Son Would Benefit From Inheriting Condo

Q: My husband and I are over age 65 and own a condo with a value of about $70,000. Should we make our only child a co-owner of the condo now by adding his name to the deed? He will inherit the condo when we die anyway. We want to do what is best for him so he will not have to pay taxes on the inheritance. Our total net worth is less than $150,000.--M. D.

A: If you make your son a co-owner of your condo now, it would be considered a gift of one-third of the original basis of the property. And this gift would be subject to reporting to the IRS if it exceeded $20,000. (Remember, one individual is allowed to give another $600,000 over the course of a lifetime, tax free. You and your husband would be allowed to give a total of $20,000 a year to your son without filing a gift tax return and using up a portion of your $600,000 lifetime exclusion.)

Our advisers recommend that you leave things exactly as they are. When your son inherits your condo, its value will be the fair market value on the date of death of the surviving spouse. So, if the condo is worth $100,000 as of this date, and your son sells it for that amount, he would not be subject to income tax on his proceeds. If he holds on to the property and sells it for more than its fair market value on the date of your death, then he would be taxed on the difference between the net sales proceeds and the $100,000 fair market value.

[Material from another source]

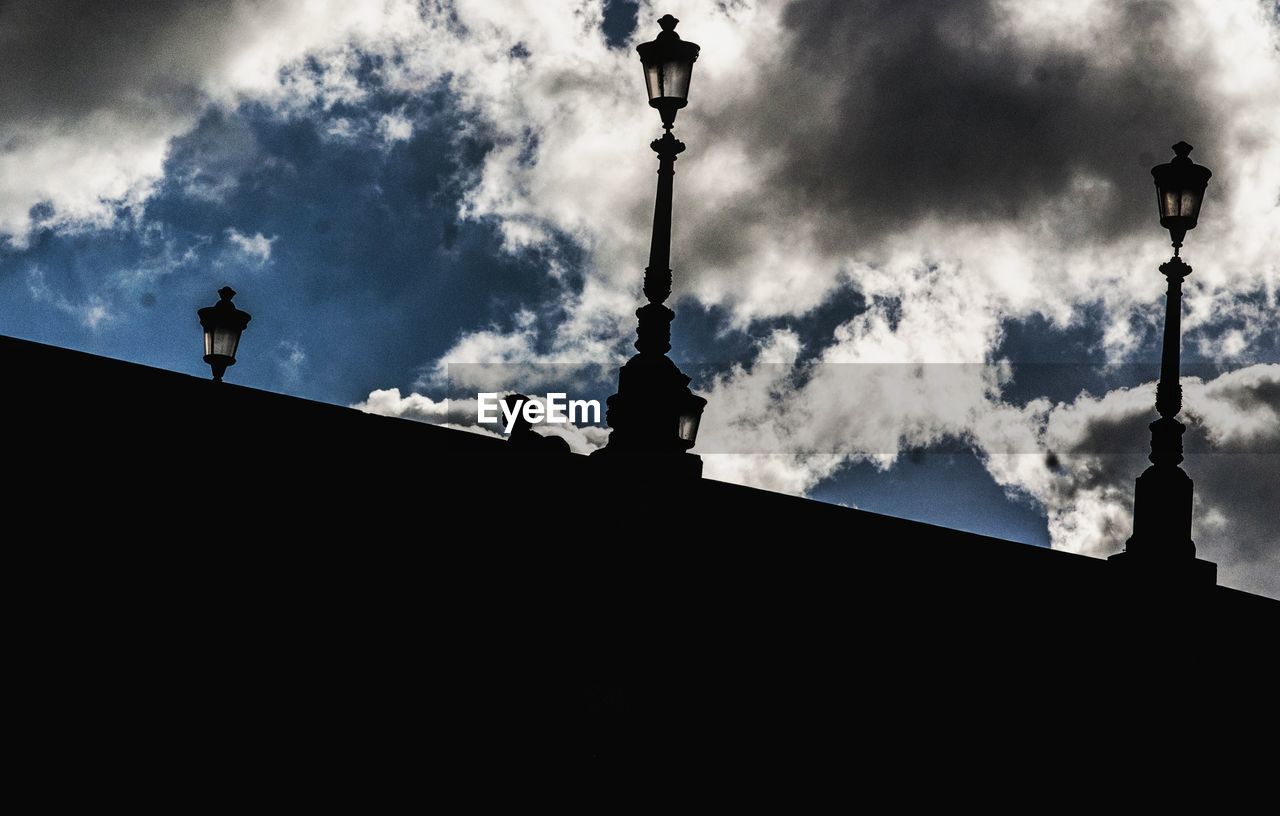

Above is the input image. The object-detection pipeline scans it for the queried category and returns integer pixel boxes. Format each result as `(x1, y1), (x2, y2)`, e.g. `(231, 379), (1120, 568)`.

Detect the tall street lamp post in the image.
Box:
(596, 14), (707, 476)
(1111, 142), (1217, 583)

However, income taxes on inherited property are entirely separate from probate fees and inheritance taxes. Under current law, your estate would be subject to probate, and any applicable fees would be deducted from the assets of the estate. As for inheritance taxes, current law allows each of you to give away $600,000 in cash or equivalent assets over your lifetime. So, unless you have given away more than $1.05 million in assets so far, your son, as sole heir, should not be subject to inheritance tax if he receives your $150,000 estate.